I take considerable pride in OPSEU’s position on the frontlines for stronger workplace health and safety laws. Working with other progressive organizations, our union can point to a string of victories in the struggle to build safer workplaces – not just for unionized workers, but for all workers.

Our mental health division, for example, is demanding the provincial government tighten security measures inside psychiatric facilities as workers and clients alike are attacked and injured, almost on a daily basis somewhere in the province.

OPSEU represents almost 400 safety inspectors at the Ministry of Labour – a number that has remained about the same since 2004 despite an expanding economy and growing work force. They spend the majority of their time investigating death and injuries, and less and less time inspecting unsafe workplaces. Is it any wonder then why the number of deaths and injuries remain stubbornly high?

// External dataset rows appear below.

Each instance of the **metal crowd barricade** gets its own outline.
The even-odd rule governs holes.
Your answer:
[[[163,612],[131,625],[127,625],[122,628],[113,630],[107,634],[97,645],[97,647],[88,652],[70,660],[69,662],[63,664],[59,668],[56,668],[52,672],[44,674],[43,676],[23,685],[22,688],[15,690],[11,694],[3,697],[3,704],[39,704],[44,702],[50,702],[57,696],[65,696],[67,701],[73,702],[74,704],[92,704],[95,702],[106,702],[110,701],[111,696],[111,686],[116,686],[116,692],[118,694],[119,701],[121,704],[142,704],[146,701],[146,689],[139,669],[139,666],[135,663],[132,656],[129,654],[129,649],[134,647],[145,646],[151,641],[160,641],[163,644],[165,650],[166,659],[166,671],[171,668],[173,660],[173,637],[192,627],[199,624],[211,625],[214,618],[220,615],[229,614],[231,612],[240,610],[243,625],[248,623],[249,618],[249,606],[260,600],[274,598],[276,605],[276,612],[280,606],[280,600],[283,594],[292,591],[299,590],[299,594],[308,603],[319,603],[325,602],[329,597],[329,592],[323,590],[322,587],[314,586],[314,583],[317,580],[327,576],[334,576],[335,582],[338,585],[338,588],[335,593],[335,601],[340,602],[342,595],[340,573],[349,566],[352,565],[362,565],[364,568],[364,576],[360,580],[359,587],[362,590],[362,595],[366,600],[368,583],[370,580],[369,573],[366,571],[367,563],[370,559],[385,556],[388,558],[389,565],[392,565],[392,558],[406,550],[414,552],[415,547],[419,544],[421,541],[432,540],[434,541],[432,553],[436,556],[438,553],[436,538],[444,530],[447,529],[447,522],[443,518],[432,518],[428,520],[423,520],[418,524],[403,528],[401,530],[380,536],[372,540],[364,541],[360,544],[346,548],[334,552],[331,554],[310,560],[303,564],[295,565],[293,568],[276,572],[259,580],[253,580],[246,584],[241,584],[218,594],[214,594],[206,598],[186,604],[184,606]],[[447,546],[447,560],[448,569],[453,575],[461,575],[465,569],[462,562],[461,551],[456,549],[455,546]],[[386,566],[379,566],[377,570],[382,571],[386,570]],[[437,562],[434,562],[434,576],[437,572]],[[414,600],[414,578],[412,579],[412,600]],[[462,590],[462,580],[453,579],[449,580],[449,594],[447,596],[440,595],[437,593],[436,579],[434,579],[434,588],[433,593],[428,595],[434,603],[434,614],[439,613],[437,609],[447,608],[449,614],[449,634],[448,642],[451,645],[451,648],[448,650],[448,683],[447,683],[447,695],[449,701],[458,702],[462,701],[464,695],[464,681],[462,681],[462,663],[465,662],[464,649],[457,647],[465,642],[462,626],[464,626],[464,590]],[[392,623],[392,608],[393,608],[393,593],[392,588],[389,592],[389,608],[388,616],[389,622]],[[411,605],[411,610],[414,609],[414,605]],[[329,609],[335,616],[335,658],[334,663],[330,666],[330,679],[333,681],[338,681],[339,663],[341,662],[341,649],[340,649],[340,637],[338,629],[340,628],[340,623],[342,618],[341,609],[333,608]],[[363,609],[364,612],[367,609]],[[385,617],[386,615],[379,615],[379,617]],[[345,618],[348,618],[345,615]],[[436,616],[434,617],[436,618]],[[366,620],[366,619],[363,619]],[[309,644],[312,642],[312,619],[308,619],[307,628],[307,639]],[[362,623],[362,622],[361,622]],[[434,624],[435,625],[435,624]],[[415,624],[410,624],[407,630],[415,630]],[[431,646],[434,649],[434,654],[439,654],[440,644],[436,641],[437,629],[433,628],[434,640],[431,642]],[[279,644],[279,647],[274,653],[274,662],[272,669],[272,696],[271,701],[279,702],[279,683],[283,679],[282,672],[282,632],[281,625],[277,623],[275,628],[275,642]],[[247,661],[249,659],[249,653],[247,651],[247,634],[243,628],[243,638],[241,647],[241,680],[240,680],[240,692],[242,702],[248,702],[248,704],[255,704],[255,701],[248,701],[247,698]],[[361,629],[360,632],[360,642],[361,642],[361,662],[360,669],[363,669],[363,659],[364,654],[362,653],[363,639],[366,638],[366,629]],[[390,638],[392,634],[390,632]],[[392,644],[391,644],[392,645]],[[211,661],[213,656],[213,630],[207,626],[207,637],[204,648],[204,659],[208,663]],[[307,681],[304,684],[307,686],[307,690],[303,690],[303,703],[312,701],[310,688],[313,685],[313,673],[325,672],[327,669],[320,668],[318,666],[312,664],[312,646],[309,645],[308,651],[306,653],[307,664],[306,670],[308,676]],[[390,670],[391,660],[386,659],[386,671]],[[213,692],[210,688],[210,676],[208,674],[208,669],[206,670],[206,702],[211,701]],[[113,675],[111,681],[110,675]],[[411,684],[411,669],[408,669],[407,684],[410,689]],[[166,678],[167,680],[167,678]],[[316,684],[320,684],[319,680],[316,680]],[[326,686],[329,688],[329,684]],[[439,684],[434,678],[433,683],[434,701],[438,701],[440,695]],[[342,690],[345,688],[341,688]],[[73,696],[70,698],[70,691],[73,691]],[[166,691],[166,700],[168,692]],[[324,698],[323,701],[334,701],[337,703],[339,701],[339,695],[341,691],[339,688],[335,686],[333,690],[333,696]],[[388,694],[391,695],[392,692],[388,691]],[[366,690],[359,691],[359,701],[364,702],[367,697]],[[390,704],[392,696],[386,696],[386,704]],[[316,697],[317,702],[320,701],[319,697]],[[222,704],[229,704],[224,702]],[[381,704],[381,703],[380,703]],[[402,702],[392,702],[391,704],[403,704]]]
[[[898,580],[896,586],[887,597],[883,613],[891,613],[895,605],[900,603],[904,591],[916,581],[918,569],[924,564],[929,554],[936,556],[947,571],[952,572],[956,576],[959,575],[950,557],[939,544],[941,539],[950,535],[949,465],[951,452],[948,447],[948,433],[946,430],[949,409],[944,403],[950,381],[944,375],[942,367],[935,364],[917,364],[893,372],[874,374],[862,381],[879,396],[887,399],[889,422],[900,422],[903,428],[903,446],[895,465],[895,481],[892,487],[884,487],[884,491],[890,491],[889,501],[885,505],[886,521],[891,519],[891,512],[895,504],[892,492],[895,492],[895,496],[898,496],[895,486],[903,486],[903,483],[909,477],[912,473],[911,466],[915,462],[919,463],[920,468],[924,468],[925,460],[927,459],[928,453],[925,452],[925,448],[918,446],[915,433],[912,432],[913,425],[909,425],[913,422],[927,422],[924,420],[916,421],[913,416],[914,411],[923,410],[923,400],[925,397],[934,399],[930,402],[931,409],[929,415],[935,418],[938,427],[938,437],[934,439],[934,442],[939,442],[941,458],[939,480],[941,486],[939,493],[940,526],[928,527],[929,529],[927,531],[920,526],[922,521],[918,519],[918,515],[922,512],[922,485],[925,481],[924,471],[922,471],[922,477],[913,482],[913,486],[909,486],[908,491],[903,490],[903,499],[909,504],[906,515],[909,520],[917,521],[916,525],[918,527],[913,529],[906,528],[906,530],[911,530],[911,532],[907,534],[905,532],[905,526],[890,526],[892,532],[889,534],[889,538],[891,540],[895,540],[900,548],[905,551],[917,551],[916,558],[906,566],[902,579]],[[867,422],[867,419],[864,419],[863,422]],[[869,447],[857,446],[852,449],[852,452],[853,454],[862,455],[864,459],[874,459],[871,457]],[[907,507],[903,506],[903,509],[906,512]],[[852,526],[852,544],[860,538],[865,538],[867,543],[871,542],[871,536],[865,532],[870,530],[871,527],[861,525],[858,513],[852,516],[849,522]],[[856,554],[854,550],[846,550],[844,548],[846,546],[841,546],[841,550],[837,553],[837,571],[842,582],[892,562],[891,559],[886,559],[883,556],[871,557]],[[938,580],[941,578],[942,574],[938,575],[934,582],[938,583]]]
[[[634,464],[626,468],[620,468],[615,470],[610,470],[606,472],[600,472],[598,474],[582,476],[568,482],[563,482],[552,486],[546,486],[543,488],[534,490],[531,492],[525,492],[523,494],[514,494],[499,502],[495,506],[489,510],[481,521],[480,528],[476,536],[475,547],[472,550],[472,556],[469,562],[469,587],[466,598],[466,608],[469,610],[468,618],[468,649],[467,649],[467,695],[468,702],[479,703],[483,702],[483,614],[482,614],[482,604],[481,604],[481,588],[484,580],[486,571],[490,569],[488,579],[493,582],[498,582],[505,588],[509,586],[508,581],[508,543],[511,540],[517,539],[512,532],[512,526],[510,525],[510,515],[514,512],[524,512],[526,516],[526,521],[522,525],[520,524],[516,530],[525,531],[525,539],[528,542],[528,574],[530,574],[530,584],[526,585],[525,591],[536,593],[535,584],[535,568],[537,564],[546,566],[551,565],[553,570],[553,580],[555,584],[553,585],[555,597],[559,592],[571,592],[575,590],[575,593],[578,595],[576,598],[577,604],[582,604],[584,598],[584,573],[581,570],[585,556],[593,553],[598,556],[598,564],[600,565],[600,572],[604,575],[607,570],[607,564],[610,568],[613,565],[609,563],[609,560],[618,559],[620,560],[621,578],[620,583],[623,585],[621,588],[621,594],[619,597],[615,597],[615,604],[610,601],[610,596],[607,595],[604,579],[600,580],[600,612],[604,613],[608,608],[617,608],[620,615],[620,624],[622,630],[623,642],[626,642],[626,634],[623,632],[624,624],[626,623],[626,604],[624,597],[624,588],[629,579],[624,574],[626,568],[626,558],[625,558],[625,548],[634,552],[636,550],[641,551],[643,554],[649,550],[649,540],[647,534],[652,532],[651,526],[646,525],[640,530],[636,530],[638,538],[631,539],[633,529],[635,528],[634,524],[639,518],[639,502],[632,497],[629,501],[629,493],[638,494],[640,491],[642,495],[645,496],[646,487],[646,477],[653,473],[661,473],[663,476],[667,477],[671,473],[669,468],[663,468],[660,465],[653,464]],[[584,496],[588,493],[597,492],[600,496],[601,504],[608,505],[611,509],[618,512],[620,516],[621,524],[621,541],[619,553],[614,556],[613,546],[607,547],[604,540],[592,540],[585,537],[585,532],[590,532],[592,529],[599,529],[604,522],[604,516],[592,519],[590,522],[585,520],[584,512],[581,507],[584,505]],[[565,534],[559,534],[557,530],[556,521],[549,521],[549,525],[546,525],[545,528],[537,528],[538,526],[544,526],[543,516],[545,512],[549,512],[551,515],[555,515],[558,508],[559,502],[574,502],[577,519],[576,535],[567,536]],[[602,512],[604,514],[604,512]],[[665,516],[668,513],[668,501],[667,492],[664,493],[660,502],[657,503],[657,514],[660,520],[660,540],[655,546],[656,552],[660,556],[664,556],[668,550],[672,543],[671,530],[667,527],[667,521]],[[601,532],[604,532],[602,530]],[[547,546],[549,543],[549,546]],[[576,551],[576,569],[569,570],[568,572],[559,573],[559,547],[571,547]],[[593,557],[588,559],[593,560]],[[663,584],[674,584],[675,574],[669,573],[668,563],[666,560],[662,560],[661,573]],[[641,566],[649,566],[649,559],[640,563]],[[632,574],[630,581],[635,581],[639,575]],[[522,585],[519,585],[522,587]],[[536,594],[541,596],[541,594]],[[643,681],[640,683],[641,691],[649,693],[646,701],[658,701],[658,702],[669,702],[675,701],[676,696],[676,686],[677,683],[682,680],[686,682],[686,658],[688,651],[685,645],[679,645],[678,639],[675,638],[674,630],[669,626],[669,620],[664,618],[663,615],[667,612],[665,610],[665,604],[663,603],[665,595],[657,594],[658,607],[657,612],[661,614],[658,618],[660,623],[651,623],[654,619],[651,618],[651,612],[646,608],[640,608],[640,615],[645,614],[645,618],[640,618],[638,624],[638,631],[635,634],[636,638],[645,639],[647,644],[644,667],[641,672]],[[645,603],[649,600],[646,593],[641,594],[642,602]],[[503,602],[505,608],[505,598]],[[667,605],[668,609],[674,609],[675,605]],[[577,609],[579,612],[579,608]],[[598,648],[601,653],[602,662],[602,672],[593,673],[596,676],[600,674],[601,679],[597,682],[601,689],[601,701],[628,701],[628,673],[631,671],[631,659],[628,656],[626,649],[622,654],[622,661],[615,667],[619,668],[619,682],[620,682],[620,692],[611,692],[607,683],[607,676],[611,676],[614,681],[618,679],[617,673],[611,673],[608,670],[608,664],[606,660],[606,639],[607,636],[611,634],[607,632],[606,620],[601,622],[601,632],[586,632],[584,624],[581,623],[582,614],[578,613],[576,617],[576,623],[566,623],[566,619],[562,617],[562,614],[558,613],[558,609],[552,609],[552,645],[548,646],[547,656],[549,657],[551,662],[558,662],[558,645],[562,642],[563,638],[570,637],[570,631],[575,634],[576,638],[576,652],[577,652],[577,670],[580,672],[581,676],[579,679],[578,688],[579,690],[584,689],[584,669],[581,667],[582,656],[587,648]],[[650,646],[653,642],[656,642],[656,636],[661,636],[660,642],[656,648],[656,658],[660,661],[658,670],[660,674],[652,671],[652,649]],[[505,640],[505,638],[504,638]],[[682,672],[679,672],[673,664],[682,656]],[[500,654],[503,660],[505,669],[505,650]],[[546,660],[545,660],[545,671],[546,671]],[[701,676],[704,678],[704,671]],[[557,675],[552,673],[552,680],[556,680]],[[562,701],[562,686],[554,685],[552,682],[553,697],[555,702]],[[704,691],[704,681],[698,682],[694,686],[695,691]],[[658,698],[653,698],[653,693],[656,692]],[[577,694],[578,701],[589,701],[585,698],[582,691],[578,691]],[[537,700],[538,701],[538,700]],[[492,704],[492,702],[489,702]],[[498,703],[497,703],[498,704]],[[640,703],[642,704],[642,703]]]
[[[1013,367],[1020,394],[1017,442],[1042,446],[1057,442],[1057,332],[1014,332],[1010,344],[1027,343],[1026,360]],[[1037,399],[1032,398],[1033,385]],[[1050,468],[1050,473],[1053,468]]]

Janice Martell, a member of Local 604 in Elliott Lake, is a symbol of OPSEU’s grit and determination. Sister Janice founded the McIntyre Powder Project after her father and an estimated 20,000 other miners in northern Ontario became ill after inhaling aluminum dust – McIntyre Powder – every day for years before going into the mines. They were told the dust would protect them from harmful underground toxins; instead it has become a death sentence for some.

For decades, the Workplace Safety and Insurance Board has refused to compensate these miners for their illnesses, saying there was no link between the powder and later health problems, like cancer. Janice Martell has declared she won’t back down until the WSIB reverses itself. The government is listening to her.

We must treat health and safety in the workplace as a human right, and not simply a set of rules and regulations that too many employers choose to ignore. OPSEU will not rest until all workers and their families can feel safe and secure in their workplaces, without fear of death or harm.